Other cases illustrated narrower but significant openings for relief. For example, in a challenge brought by Radio Free Europe with respect to delays in its funding, the U.S. District Court for the District of Columbia held that when Congress explicitly directs funding by statute, agencies have little discretion to withhold awards. Sheffler underscored the lesson for nonprofits: "If you can be named in the statute...you'll be in a much stronger position." To this end, funding secured by earmark may prove increasingly important. Meanwhile, high-profile disputes involving Harvard University showed that constitutional and civil rights claims may still anchor grant challenges in district court, preserving the possibility of injunctive relief when agencies fail to follow required procedures.
DEI Policies and Compliance Risks
Another dominant theme was the federal government's aggressive reinterpretation of civil rights laws in the context of diversity, equity, and inclusion initiatives. Partner Dismas Locaria explained that a series of executive orders issued early in 2025 sought to eliminate what the administration viewed as preferential treatment based on protected characteristics. "These laws have not changed," Locaria said, referring to long-standing civil rights statutes. "What has changed...is the intended interpretation by the administration and the Department of Justice." That reinterpretation led to government-wide grant reviews resulting in mass terminations of what the administration viewed as illegal DEI programming.
The Justice Department's midyear guidance on what might constitute illegal DEI amplified uncertainty by identifying not only explicit preferences but also "proxies" that could trigger enforcement, including institutional targeting and certain training programs. Locaria warned that the inclusion of material compliance certifications in grant agreements raised the specter of False Claims Act liability, creating what he described as "a very strong stick to force compliance." Although several courts questioned the vagueness of the executive orders, nationwide injunctions have largely been curtailed, resulting in what Locaria called a "patchwork" of injunctive relief applicable to certain agencies and certain geographic regions of the country. As a result, the administration's effort to impose anti-DEI requirements and certifications have largely begun across the government and are likely to take a firmer hold in 2026.
Indirect Costs and Agency Authority
Indirect cost recovery emerged as another flashpoint. Multiple agencies attempted to impose caps on indirect rates, prompting swift legal challenges. Sheffler noted that courts consistently rejected those efforts, relying on both appropriations riders and the structure of the Uniform Guidance. "None of the attempts at rate caps have been successful," he said, adding that Congress has begun to respond by further restricting agency authority through legislation.
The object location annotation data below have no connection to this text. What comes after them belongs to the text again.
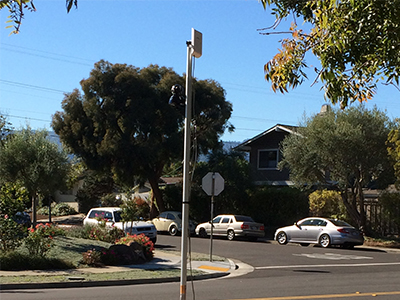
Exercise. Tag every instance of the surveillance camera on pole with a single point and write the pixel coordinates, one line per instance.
(194, 48)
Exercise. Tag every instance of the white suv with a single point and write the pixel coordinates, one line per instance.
(112, 215)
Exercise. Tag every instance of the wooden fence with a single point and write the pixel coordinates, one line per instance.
(379, 221)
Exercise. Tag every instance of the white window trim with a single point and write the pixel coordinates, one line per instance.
(268, 150)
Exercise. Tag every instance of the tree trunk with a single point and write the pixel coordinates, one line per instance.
(156, 198)
(352, 211)
(34, 216)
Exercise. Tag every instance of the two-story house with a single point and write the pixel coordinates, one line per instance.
(265, 153)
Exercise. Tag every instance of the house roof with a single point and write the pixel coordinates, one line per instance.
(245, 146)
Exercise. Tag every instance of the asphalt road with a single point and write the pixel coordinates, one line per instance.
(280, 272)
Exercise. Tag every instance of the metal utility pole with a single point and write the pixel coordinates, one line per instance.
(194, 48)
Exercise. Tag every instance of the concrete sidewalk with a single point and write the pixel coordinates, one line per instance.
(162, 260)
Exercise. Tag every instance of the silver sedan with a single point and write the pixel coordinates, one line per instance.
(322, 231)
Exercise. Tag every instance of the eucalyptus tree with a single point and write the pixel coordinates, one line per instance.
(29, 158)
(123, 122)
(356, 42)
(342, 149)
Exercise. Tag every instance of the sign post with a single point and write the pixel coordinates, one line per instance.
(213, 185)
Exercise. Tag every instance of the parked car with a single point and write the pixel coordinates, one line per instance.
(112, 216)
(171, 222)
(232, 226)
(322, 231)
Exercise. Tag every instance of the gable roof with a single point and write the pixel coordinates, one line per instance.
(245, 146)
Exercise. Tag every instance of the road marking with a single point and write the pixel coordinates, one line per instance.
(214, 268)
(357, 294)
(328, 265)
(333, 256)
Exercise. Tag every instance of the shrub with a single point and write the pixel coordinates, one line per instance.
(11, 234)
(59, 209)
(40, 239)
(141, 239)
(92, 257)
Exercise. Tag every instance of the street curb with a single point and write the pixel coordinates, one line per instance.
(78, 284)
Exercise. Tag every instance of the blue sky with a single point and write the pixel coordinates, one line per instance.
(55, 50)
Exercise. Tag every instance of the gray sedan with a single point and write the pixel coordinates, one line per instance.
(322, 231)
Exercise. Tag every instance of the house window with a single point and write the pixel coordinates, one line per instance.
(268, 159)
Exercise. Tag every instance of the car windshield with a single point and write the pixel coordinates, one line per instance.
(340, 223)
(117, 216)
(243, 219)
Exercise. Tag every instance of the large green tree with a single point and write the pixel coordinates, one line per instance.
(30, 159)
(344, 149)
(356, 42)
(17, 9)
(123, 123)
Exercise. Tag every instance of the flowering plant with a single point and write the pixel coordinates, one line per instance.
(40, 239)
(92, 257)
(142, 239)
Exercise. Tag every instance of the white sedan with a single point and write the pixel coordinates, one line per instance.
(171, 222)
(322, 231)
(112, 216)
(232, 226)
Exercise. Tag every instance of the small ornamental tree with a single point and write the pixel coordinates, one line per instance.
(29, 158)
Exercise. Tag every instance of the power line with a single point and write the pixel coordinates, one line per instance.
(46, 56)
(25, 85)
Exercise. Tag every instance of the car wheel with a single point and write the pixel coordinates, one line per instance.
(202, 233)
(173, 230)
(281, 238)
(324, 240)
(230, 235)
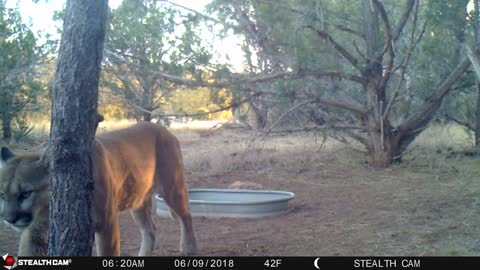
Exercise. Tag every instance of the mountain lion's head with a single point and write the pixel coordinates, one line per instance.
(24, 189)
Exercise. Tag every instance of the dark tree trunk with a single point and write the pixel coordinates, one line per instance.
(477, 119)
(477, 109)
(7, 117)
(7, 126)
(74, 122)
(260, 107)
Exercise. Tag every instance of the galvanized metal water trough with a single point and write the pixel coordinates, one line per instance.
(233, 203)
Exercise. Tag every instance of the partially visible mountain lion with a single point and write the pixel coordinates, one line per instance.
(129, 166)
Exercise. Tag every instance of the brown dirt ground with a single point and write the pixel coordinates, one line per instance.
(342, 207)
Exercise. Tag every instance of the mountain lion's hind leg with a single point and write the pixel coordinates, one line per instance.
(143, 218)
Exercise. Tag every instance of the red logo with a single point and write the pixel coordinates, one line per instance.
(9, 262)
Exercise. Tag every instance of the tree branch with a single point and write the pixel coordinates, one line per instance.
(417, 121)
(342, 51)
(403, 20)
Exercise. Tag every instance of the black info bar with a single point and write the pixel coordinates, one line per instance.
(250, 263)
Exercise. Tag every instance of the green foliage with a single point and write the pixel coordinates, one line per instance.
(145, 38)
(18, 55)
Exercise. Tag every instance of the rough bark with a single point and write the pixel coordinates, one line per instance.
(7, 126)
(74, 122)
(477, 111)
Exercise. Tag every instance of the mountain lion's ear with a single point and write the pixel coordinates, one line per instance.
(5, 155)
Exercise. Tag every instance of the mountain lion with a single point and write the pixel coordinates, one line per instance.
(129, 166)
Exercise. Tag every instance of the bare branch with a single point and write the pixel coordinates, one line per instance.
(473, 59)
(287, 112)
(232, 106)
(404, 68)
(341, 105)
(342, 51)
(242, 79)
(403, 20)
(416, 121)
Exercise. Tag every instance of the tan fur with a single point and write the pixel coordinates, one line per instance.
(129, 166)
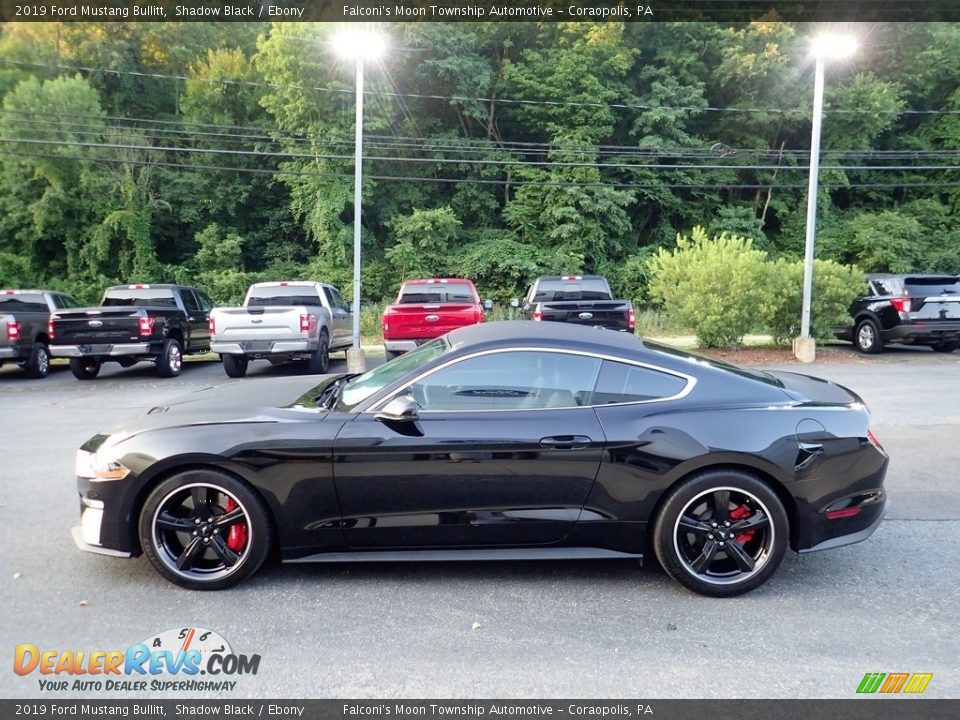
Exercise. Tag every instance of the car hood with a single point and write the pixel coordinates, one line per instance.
(268, 400)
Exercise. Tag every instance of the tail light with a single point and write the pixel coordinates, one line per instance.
(146, 326)
(901, 305)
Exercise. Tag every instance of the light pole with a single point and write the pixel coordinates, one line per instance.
(823, 47)
(359, 45)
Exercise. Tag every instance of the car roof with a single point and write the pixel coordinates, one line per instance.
(521, 332)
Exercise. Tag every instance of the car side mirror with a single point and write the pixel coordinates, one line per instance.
(402, 408)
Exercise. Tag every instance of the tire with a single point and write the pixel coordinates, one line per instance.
(692, 554)
(205, 530)
(235, 365)
(38, 365)
(867, 338)
(85, 368)
(320, 360)
(170, 362)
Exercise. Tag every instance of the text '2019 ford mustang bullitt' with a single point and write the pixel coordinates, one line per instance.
(497, 441)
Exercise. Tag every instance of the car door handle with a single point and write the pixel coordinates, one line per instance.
(566, 442)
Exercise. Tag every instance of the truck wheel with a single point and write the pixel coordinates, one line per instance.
(170, 362)
(866, 337)
(235, 365)
(38, 365)
(85, 368)
(320, 360)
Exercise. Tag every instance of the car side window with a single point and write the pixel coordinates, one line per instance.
(620, 383)
(189, 301)
(521, 380)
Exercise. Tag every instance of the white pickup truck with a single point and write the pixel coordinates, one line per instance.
(281, 321)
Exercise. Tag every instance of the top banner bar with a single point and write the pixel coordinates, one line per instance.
(479, 11)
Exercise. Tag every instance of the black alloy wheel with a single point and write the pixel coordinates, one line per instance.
(38, 365)
(235, 365)
(866, 337)
(85, 368)
(170, 362)
(721, 533)
(205, 530)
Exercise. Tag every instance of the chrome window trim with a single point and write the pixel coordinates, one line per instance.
(690, 380)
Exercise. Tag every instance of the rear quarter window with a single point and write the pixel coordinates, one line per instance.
(621, 383)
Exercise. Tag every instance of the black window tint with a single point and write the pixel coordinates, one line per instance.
(23, 302)
(522, 380)
(563, 290)
(619, 382)
(423, 293)
(205, 302)
(139, 297)
(284, 295)
(189, 300)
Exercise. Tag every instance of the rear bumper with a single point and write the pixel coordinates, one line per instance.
(264, 347)
(401, 345)
(923, 333)
(99, 350)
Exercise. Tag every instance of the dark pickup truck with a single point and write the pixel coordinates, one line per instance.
(580, 299)
(24, 327)
(156, 323)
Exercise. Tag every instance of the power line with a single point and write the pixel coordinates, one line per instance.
(461, 98)
(482, 181)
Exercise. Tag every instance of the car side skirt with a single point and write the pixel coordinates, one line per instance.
(466, 554)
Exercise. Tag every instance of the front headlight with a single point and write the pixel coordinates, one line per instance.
(99, 469)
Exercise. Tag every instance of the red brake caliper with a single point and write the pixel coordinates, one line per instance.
(739, 513)
(237, 535)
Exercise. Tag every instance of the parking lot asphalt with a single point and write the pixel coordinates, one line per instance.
(533, 629)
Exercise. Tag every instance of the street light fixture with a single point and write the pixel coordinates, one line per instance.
(835, 47)
(359, 45)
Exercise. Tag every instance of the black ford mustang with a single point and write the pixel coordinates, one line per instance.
(500, 440)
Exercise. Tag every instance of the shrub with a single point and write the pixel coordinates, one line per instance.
(716, 287)
(835, 286)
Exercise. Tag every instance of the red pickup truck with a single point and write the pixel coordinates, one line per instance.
(428, 308)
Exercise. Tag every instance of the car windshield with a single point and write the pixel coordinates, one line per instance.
(359, 389)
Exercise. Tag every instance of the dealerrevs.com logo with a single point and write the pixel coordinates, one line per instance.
(187, 659)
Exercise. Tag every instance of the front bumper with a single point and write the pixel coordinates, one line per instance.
(264, 347)
(100, 350)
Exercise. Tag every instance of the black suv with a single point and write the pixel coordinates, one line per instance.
(912, 309)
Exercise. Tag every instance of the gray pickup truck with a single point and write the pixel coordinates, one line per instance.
(282, 321)
(25, 322)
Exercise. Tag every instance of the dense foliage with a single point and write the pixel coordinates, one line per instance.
(222, 153)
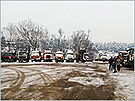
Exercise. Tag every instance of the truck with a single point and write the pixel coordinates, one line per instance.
(2, 56)
(130, 58)
(47, 56)
(121, 54)
(59, 56)
(36, 56)
(86, 57)
(10, 57)
(69, 56)
(23, 56)
(80, 54)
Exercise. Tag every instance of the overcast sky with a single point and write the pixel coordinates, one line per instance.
(108, 20)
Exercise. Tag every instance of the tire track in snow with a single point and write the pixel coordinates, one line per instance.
(8, 93)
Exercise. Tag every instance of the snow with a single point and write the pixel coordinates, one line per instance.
(87, 81)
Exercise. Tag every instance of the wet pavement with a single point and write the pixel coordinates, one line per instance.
(65, 81)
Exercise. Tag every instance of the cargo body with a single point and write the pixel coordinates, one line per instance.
(59, 56)
(36, 56)
(10, 57)
(23, 56)
(69, 56)
(47, 56)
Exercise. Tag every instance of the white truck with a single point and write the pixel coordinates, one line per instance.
(36, 56)
(47, 56)
(59, 56)
(69, 56)
(86, 57)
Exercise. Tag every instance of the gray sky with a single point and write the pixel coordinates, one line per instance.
(108, 20)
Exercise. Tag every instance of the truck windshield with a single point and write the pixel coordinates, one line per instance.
(70, 53)
(22, 53)
(86, 54)
(48, 53)
(35, 52)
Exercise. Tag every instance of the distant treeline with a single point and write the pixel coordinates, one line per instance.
(113, 46)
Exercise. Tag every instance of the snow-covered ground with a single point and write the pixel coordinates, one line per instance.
(23, 76)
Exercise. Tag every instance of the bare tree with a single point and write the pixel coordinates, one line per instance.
(10, 34)
(81, 39)
(31, 32)
(59, 41)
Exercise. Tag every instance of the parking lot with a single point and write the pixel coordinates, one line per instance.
(65, 81)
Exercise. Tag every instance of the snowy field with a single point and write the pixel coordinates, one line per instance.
(65, 81)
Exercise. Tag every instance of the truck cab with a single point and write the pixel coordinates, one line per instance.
(86, 57)
(47, 56)
(36, 56)
(59, 56)
(10, 57)
(69, 56)
(23, 56)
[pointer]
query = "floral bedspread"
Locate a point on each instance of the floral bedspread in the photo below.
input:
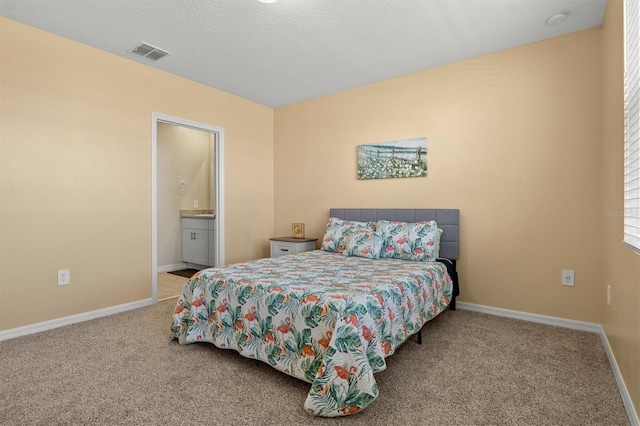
(328, 319)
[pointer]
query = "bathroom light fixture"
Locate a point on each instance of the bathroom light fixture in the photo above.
(558, 18)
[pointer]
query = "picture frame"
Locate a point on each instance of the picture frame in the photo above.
(402, 158)
(297, 230)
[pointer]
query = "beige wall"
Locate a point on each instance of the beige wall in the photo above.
(75, 173)
(514, 142)
(621, 267)
(183, 155)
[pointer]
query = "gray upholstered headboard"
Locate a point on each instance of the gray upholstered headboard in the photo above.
(448, 220)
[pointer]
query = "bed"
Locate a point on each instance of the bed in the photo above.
(328, 318)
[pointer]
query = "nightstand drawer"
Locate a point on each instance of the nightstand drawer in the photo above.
(280, 249)
(284, 246)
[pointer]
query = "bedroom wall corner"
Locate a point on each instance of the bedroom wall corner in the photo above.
(513, 141)
(621, 266)
(75, 175)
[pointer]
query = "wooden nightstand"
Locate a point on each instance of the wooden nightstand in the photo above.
(282, 246)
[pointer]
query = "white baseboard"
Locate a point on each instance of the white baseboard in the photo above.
(72, 319)
(542, 319)
(566, 323)
(174, 267)
(626, 399)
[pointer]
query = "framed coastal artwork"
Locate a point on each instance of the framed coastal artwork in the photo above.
(393, 159)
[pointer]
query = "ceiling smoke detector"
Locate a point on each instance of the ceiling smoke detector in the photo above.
(149, 51)
(558, 18)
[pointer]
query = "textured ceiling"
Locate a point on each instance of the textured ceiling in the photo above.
(293, 50)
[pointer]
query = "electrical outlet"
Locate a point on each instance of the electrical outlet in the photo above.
(64, 277)
(567, 277)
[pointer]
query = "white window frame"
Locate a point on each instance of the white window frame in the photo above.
(632, 124)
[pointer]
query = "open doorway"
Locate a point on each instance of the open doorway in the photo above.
(212, 197)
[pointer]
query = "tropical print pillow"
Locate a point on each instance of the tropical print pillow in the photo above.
(337, 229)
(363, 243)
(410, 241)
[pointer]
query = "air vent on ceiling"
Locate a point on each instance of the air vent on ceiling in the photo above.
(148, 51)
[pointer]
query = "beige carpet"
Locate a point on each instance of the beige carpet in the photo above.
(472, 369)
(170, 285)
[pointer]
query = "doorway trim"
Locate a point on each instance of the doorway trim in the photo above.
(218, 185)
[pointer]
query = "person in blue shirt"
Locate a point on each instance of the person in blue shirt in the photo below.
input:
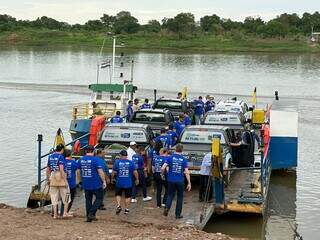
(55, 173)
(187, 119)
(124, 170)
(210, 104)
(139, 166)
(99, 153)
(163, 137)
(159, 177)
(71, 167)
(205, 179)
(117, 118)
(146, 104)
(179, 124)
(93, 182)
(173, 136)
(129, 111)
(176, 167)
(199, 110)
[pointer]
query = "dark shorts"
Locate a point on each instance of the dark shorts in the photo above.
(127, 192)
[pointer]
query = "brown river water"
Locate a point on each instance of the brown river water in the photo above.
(294, 197)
The clash highlighted growing tension between the executive branch and lawmakers over how much discretion agencies should have in reshaping grant economics.
What Lies Ahead for Grantees
Looking forward, speakers agreed that 2026 will bring continued volatility. Partner George Constantine framed the past year as "among the most consequential 12 months ever in this area," citing the convergence of executive orders, litigation, and delayed congressional action. A key concern is an executive order directing senior political appointees to review discretionary awards and mandating revisions to the Uniform Guidance that could formalize termination-for-convenience authority. Locaria cautioned that such changes may further erode stability for recipients, particularly if agencies gain clearer authority to simply terminate grants that no longer align with administration priorities.
Taken together, the developments reviewed during the webinar underscored a stark reality for nonprofits: federal grants now operate in a far more politicized and legally complex environment. As Constantine observed, organizations will need to adapt quickly as courts, Congress, and agencies continue to redefine the rules governing federal funding.